Postfix refuses to start after an upgrade and some research gives the error message:

bin/postconf: error while loading shared libraries: libmysqlclient.so.15: cannot open shared object file: No such file or directory

Then I run a:

```
locate libmysqlclient.so.15
```

which produces:

```
/usr/lib/libmysqlclient.so.15

/usr/lib/libmysqlclient.so.15.0.0
```

All looks OK to me?

running 

```
revdep-rebuild
```

 does not fix the problem. (it does, however, run without errors)

Some searching in the Gentoo forums gives a suggestion to do the following:

```
revdep-rebuild --soname libmysqlclient.so.15
```

This produces the following error:

```
>>> Install postfix-2.2.5 into /var/tmp/portage/postfix-2.2.5/image/ category mail-mta

bin/postconf: error while loading shared libraries: libmysqlclient.so.15: cannot open shared object file: No such file or directory

bin/postconf: error while loading shared libraries: libmysqlclient.so.15: cannot open shared object file: No such file or directory

bin/postconf: error while loading shared libraries: libmysqlclient.so.15: cannot open shared object file: No such file or directory

bin/postconf: error while loading shared libraries: libmysqlclient.so.15: cannot open shared object file: No such file or directory

bin/postconf: error while loading shared libraries: libmysqlclient.so.15: cannot open shared object file: No such file or directory

bin/postconf: error while loading shared libraries: libmysqlclient.so.15: cannot open shared object file: No such file or directory

bin/postconf: error while loading shared libraries: libmysqlclient.so.15: cannot open shared object file: No such file or directory

bin/postconf: error while loading shared libraries: libmysqlclient.so.15: cannot open shared object file: No such file or directory

bin/postconf: error while loading shared libraries: libmysqlclient.so.15: cannot open shared object file: No such file or directory

bin/postconf: error while loading shared libraries: libmysqlclient.so.15: cannot open shared object file: No such file or directory

bin/postconf: error while loading shared libraries: libmysqlclient.so.15: cannot open shared object file: No such file or directory

postfix-install: Error: "" should be "no" or an absolute path name.

!!! ERROR: mail-mta/postfix-2.2.5 failed.

!!! Function src_install, Line 212, Exitcode 1

!!! postfix-install failed

!!! If you need support, post the topmost build error, NOT this status message.
```

I have a feeling there is a simple solution to this, but I don't see what it is?

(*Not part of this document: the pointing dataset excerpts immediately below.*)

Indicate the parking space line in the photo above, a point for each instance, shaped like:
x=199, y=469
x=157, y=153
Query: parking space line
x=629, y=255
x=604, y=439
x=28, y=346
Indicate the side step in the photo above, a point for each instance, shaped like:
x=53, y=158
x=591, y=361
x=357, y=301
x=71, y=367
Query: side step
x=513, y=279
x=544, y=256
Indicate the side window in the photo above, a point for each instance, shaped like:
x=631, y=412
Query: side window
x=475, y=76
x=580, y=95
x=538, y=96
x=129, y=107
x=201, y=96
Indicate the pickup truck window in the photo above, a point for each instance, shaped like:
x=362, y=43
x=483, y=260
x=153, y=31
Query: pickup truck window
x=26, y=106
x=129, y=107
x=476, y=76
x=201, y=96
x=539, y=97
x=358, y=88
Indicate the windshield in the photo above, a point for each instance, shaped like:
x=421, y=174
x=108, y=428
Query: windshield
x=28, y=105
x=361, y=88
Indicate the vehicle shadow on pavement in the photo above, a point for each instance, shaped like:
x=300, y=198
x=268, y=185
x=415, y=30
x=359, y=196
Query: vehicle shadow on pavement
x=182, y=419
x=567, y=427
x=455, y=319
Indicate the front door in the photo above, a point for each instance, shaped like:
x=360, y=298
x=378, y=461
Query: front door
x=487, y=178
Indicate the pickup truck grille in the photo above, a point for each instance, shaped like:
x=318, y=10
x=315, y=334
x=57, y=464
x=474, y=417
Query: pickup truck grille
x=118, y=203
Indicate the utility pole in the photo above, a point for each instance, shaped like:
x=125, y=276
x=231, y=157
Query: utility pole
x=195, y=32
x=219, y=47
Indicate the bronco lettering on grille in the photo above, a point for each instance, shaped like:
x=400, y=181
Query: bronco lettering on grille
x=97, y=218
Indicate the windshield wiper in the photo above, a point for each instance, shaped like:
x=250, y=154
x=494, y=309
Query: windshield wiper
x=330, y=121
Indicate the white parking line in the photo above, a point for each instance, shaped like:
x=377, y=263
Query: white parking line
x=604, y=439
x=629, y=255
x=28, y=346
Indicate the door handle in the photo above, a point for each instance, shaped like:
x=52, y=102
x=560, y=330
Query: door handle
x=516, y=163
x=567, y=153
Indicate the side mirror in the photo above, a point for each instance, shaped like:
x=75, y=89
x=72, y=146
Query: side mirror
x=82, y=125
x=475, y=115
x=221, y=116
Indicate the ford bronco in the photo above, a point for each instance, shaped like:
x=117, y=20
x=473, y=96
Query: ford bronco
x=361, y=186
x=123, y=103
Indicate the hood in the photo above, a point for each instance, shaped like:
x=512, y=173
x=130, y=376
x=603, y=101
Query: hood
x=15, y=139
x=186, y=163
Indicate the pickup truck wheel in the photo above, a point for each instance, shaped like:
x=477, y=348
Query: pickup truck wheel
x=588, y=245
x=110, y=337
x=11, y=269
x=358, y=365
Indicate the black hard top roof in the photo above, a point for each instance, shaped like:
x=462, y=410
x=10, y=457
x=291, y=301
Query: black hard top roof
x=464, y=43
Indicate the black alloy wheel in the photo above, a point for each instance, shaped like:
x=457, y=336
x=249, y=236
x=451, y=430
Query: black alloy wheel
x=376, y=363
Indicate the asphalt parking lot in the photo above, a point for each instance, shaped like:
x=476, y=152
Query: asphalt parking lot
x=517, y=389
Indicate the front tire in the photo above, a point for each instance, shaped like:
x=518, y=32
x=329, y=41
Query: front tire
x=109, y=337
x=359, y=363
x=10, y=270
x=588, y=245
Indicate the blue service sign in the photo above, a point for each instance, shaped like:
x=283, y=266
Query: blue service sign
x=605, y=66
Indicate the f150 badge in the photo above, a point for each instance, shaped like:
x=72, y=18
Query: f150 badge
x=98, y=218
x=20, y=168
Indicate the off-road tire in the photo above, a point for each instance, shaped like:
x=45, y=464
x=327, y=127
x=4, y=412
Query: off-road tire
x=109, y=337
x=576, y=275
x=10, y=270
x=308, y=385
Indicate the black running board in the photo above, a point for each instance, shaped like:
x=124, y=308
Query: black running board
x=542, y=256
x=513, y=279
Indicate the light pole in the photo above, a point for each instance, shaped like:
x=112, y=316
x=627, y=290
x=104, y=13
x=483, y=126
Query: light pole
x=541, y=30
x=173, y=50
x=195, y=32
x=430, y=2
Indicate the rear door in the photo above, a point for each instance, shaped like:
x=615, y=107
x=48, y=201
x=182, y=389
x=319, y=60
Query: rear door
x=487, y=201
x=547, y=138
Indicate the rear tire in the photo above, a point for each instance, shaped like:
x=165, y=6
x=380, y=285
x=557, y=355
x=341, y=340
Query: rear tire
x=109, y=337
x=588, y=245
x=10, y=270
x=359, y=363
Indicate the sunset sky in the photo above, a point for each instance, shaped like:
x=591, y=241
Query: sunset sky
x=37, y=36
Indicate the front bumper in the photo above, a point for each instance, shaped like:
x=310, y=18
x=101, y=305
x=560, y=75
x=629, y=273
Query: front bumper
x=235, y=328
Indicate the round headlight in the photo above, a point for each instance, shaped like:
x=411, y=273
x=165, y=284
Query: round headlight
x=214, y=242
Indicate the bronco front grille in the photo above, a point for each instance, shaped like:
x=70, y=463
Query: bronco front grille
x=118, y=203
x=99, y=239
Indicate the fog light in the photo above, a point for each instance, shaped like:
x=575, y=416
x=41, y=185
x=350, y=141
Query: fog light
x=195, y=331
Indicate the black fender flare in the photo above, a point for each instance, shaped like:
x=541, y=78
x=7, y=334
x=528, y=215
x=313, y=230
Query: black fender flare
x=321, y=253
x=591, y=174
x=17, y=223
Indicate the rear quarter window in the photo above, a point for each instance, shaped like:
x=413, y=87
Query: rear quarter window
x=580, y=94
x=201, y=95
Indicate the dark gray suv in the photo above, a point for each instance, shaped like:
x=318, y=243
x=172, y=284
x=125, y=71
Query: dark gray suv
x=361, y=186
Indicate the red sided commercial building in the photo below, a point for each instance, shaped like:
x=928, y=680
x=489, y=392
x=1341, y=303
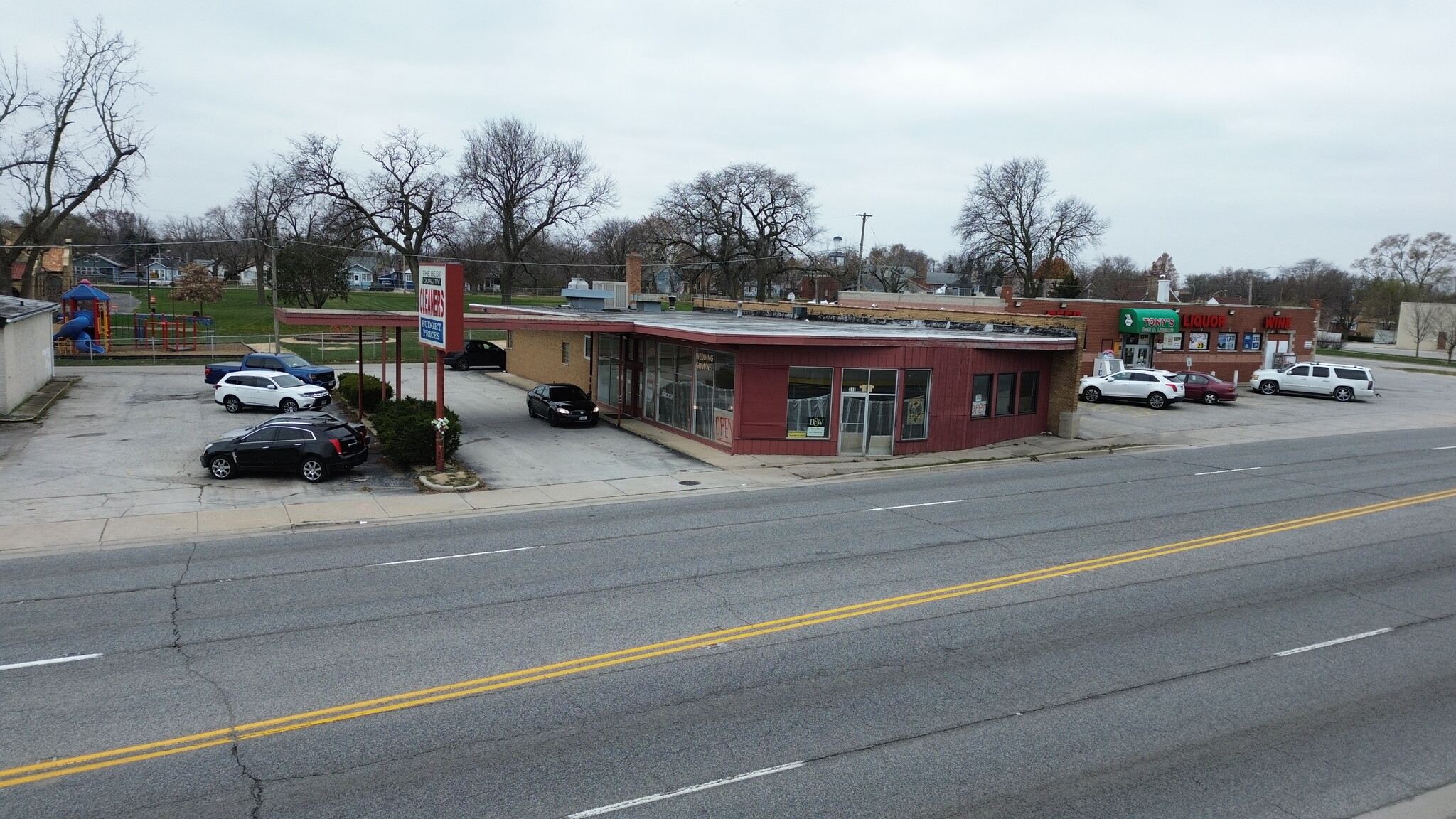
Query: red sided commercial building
x=1214, y=338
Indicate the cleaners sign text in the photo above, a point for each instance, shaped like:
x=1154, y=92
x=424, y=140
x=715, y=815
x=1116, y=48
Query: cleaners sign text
x=441, y=306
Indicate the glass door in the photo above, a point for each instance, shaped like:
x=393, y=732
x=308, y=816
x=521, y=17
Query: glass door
x=852, y=424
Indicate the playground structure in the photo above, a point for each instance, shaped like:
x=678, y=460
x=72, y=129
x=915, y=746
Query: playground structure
x=169, y=331
x=85, y=321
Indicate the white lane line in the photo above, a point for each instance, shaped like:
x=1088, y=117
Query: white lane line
x=1327, y=643
x=687, y=791
x=914, y=505
x=51, y=662
x=451, y=557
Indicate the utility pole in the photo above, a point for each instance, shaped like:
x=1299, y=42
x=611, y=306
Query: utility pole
x=864, y=218
x=273, y=272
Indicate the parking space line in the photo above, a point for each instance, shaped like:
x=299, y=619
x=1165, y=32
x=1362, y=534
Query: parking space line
x=1328, y=643
x=451, y=557
x=51, y=662
x=686, y=791
x=914, y=505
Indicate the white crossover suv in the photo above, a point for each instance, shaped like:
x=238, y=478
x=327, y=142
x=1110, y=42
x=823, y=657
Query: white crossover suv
x=267, y=388
x=1155, y=388
x=1343, y=382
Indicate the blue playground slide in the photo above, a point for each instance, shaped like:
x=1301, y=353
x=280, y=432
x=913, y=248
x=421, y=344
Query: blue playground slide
x=77, y=331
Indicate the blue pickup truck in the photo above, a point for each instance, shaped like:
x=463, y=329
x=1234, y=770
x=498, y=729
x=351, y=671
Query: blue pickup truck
x=279, y=363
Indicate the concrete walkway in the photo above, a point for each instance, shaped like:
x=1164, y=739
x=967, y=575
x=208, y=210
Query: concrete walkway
x=1410, y=400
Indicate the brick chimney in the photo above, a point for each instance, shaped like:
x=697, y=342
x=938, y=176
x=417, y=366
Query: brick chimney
x=633, y=276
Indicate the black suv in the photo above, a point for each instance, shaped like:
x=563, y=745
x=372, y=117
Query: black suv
x=312, y=446
x=476, y=355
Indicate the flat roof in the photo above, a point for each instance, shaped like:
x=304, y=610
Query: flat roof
x=710, y=327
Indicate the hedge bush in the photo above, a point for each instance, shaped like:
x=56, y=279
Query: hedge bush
x=348, y=391
x=407, y=432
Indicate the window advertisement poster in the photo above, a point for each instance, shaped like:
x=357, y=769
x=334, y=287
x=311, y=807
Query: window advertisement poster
x=441, y=306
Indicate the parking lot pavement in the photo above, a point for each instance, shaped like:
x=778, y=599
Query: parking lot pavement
x=507, y=448
x=126, y=442
x=1408, y=398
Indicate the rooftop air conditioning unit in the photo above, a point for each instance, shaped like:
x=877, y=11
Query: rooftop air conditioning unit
x=619, y=295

Any ideas?Last edited by epig on Wed Nov 23, 2005 1:14 pm; edited 1 time in total

----------

## magic919

I take it you use mysql with Postfix...

Have you looked at output of

```
ldd /usr/sbin/postfix
```

 for clues?

----------

## epig

root@foo ~ # ldd /usr/sbin/postfix

        linux-gate.so.1 =>  (0xffffe000)

        libpcre.so.0 => /usr/lib/libpcre.so.0 (0xb7ed7000)

        libcrypt.so.1 => /lib/libcrypt.so.1 (0xb7eaa000)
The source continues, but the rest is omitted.